Risk Factors for Developing Metachronous Superficial Gastric Epithelial Neoplasms after Endoscopic Submucosal Dissection

  • Tsunehiro Suzuki,
  • Kenichi Goda,
  • Manabu Ishikawa,
  • Shintaro Yamaguchi,
  • Tomonori Yoshinaga,
  • Masayuki Kondo,
  • Mimari Kanazawa,
  • Yasuhito Kunogi,
  • Takanao Tanaka,
  • Akira Kanamori,
  • Keiichiro Abe,
  • Akira Yamamiya,
  • Takeshi Sugaya,
  • Keiichi Tominaga,
  • Hidetsugu Yamagishi,
  • Hironori Masuyama,
  • Atsushi Irisawa

DOI
https://doi.org/10.3390/jcm13061587
Journal volume & issue
Vol. 13, no. 6
p. 1587

Abstract

Read online

Background: Although endoscopic submucosal dissection (ESD) provides a high rate of curative resection, the remaining gastric mucosa after ESD is at risk for metachronous superficial gastric epithelial neoplasms (MSGENs). It leaves room for risk factors for developing MSGENs after ESD. This study aimed to identify clinicopathological risk factors for the occurrence of MSGENs, and to evaluate the association of Helicobacter pylori (H. pylori) with the MSGENs.
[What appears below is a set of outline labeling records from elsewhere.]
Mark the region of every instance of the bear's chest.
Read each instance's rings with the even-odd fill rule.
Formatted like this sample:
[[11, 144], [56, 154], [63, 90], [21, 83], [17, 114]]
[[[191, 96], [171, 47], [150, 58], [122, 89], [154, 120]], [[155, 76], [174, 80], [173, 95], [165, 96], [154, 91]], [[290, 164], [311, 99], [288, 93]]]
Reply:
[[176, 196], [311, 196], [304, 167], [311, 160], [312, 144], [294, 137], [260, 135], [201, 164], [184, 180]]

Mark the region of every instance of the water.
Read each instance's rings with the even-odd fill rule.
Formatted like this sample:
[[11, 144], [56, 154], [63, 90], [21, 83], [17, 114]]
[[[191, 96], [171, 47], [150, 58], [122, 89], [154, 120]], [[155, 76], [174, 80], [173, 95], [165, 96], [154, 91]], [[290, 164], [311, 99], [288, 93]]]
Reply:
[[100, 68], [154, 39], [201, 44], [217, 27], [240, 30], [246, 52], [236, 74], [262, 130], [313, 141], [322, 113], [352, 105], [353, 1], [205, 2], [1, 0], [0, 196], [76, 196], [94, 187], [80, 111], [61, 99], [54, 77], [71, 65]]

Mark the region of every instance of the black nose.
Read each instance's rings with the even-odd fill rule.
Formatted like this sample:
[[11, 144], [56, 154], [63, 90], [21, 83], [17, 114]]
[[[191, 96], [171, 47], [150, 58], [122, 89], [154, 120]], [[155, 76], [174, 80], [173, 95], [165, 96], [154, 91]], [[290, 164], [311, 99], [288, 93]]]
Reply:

Methods: We conducted a retrospective cohort study including 369 patients with 382 lesions that underwent ESD for adenoma/early gastric cancer. Results: Twenty-seven MSGENs occurred. The subjects were divided into MSGEN and not-MSGEN groups. There was a significantly higher frequency of histological intestinal metaplasia (HIM) and initial neoplasm location in the upper or middle parts (INUM) in the MSGEN group. The HIM and INUM groups had a significantly higher cumulative incidence of MSGENs. We compared 27 patients from the MSGEN group and 27 patients from the not-MSGEN group that were matched to the MSGEN group for variables including HIM and INUM. There was a significantly higher frequency of the spontaneous disappearance of H. pylori in the MSGEN group. Conclusions: HIM, INUM, and the spontaneous disappearance of H. pylori may be clinicopathological risk factors for developing MSGENs after ESD.